Here, SEC ALJs currently enjoy two layers of tenure protection. SEC ALJs may only be removed by the Commission for good cause established by the Merit Systems Protection Board, the members of which may only be removed by the president for good cause. [7] The Supreme Court invalidated a similar scheme in Free Enterprise Fund, in which the members of the Public Company Accounting Oversight Board could only be removed for good cause established by the SEC, whose members themselves could only be removed by the president for good cause. [8]

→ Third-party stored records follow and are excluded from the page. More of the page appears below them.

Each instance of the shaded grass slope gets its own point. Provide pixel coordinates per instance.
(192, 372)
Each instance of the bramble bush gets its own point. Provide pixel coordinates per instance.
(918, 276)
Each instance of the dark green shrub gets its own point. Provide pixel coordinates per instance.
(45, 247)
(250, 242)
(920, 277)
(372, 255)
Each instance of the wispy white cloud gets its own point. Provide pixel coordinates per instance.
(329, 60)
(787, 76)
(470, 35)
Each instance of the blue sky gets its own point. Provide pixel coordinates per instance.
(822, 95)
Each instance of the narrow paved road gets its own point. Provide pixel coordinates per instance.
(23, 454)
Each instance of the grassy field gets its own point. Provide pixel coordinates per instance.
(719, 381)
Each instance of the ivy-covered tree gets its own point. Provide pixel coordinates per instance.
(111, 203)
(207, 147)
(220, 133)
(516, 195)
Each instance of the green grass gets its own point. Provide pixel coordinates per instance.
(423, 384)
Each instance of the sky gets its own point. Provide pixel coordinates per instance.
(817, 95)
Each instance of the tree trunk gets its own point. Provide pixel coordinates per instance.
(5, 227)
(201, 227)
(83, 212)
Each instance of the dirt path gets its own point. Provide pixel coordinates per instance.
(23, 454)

While parties subject to SEC administrative actions may no longer allege that their adjudicator was appointed in violation of the Appointments Clause, the SEC’s acknowledgement that its ALJs are officers of the Unites States may give such parties an opening to allege that SEC ALJs are unconstitutionally insulated from presidential removal. It remains to be seen whether the Supreme Court will take the opportunity to provide clarity on the Appointments Clause issue and grant certiorari, and if so whether it will add the removal issue to the question presented, as the Solicitor General urged it to do. In the meantime, parties seeking to challenge an SEC ALJ’s authority to adjudicate a contested matter may consider asserting that the ALJ’s decisions are infirm because the ALJ remains unconstitutionally protected from removal.